MDDM Ch. 72 Dixon and the slave driver

Doug Millison millison at online-journalist.com
Sat Aug 24 18:12:13 CDT 2002


Mr T:
>Yes, Dixon was a human person, but I'm talking not about the world, but
>the text.
>Dixon is a character in M&D. Is he heroic?

I said:

"I see Dixon as a human being who confronts a difficult situation and does
the best he can do, choosing in the moment to not follow his violent
urges."

By that I mean the Dixon who is a character in M&D, if there was any confusion.

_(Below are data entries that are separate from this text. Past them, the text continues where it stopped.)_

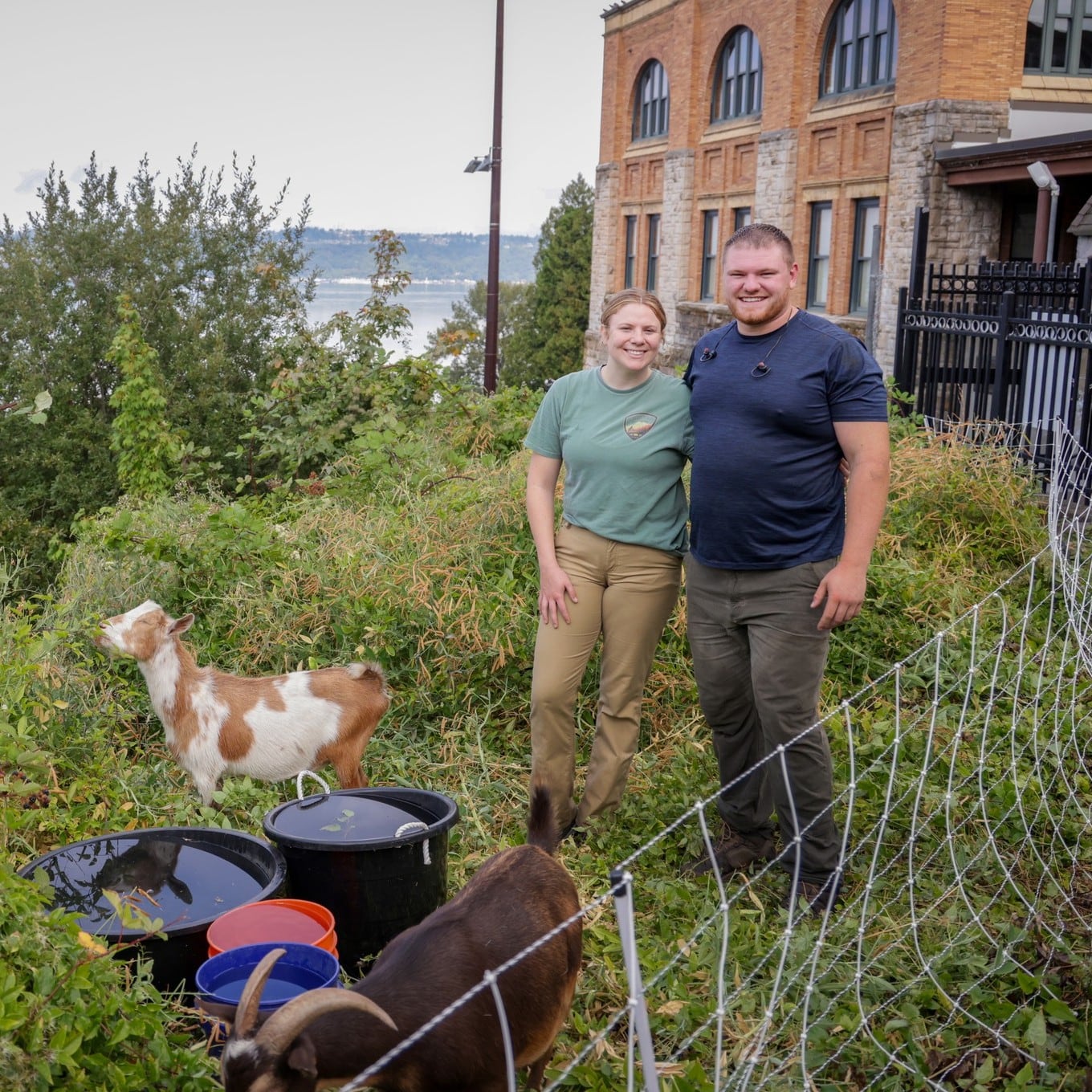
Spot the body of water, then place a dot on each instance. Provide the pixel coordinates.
(430, 304)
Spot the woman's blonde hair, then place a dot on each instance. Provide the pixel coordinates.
(614, 304)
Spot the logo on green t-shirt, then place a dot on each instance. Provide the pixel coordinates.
(639, 424)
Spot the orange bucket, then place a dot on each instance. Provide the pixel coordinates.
(295, 921)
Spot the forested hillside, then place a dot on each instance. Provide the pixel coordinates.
(457, 257)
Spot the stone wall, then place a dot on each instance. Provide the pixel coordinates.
(964, 222)
(604, 251)
(776, 181)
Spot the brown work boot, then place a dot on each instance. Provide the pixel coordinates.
(734, 852)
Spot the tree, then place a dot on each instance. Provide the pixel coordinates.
(218, 288)
(552, 342)
(458, 343)
(140, 434)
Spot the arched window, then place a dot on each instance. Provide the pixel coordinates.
(862, 47)
(1059, 37)
(651, 106)
(737, 84)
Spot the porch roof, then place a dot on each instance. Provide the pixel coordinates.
(1007, 161)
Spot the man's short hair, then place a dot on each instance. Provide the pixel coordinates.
(761, 235)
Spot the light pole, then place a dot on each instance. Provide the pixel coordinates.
(1041, 176)
(491, 163)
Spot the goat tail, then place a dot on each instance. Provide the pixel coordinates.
(542, 824)
(367, 670)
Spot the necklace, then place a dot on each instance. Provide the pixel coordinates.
(762, 369)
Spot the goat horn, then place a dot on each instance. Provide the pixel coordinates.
(246, 1013)
(287, 1022)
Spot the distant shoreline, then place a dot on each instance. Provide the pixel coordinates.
(424, 279)
(367, 279)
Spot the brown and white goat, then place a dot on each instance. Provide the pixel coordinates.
(329, 1037)
(269, 728)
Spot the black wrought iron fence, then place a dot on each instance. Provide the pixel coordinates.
(1004, 343)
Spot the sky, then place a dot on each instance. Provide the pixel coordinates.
(372, 108)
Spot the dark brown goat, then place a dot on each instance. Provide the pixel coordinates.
(329, 1037)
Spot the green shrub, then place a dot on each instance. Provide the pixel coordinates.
(73, 1017)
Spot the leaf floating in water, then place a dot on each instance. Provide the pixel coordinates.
(92, 943)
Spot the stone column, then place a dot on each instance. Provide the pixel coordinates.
(676, 223)
(776, 181)
(605, 228)
(964, 221)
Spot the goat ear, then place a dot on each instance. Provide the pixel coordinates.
(181, 625)
(303, 1059)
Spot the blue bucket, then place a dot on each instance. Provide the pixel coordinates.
(222, 977)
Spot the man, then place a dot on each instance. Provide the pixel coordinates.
(780, 546)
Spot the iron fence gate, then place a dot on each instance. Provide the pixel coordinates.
(1004, 343)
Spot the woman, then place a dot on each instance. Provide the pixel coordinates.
(614, 564)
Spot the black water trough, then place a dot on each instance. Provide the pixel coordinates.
(376, 858)
(187, 876)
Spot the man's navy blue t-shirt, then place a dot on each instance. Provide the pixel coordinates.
(766, 491)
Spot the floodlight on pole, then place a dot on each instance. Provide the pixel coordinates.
(1044, 179)
(491, 163)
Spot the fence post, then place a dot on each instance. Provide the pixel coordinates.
(1000, 357)
(621, 883)
(874, 290)
(919, 248)
(903, 352)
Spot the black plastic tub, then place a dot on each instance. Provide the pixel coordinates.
(376, 858)
(194, 875)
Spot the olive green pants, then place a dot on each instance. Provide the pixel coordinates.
(625, 594)
(758, 660)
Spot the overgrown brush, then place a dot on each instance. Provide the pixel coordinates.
(430, 570)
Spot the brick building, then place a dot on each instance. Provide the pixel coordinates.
(828, 117)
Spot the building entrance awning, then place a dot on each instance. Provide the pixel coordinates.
(1066, 154)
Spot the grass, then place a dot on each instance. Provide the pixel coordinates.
(433, 575)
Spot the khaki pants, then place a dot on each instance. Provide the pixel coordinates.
(625, 593)
(758, 660)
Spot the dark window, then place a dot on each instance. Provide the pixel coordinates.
(737, 84)
(630, 252)
(819, 255)
(867, 218)
(1059, 37)
(862, 46)
(650, 279)
(710, 230)
(651, 107)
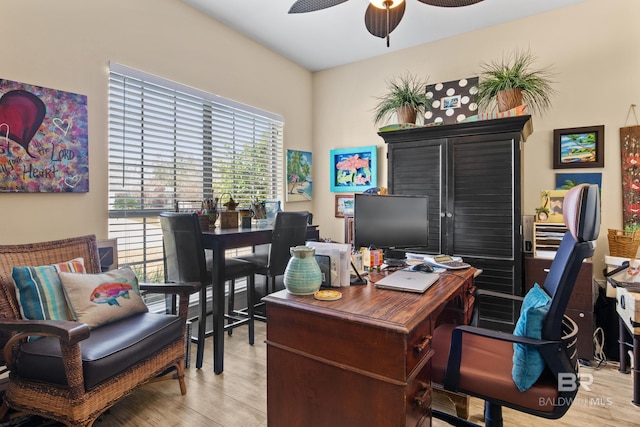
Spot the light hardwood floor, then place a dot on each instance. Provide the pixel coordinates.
(237, 398)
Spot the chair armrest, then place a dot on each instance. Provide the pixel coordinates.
(501, 336)
(455, 353)
(171, 288)
(67, 331)
(479, 293)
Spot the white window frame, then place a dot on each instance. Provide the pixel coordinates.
(171, 146)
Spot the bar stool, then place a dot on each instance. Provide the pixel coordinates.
(186, 261)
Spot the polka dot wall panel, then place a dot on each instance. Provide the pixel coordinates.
(453, 101)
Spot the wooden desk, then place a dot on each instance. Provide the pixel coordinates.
(363, 360)
(219, 241)
(628, 309)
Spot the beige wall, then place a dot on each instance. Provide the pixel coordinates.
(67, 45)
(593, 47)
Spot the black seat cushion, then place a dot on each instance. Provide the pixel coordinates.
(109, 350)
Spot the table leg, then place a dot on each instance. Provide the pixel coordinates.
(202, 323)
(622, 346)
(636, 370)
(218, 307)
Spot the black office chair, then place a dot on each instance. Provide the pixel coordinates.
(290, 229)
(185, 260)
(479, 362)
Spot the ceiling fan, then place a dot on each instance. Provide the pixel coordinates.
(382, 16)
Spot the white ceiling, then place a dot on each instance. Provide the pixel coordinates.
(337, 35)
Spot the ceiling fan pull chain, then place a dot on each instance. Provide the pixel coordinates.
(387, 4)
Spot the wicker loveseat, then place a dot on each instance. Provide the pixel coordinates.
(74, 373)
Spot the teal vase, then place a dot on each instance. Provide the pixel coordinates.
(302, 275)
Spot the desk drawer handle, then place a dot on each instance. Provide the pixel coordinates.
(422, 399)
(423, 344)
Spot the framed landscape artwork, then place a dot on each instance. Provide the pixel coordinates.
(578, 147)
(354, 169)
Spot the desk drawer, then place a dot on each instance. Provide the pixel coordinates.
(419, 398)
(418, 344)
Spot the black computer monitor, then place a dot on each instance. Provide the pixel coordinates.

>Is what he does (confronts the Driver and frees some slaves) heroic?

What do you think?


> Is this scene with the Driver his transformation
>scene?

I said:

"I think Dixon sees clearly, with the whip in his hand, that he can either
perpetuate the kind of violence that repulses him when he sees the
slave-driver doing it, or that he can choose not to. I see this as a key
moment in his character development, and in the larger arc of M&D."


>Are there
>signs or anything in the few chapters that remain that show us Dixon
>changed.


Dixon seems to settle into a happy old age, loving family relationships,
after leading a different sort of life earlier in the novel. That's the
sort of good thing that can happen after a positive personal
transformation.   Mason seems troubled to the very end.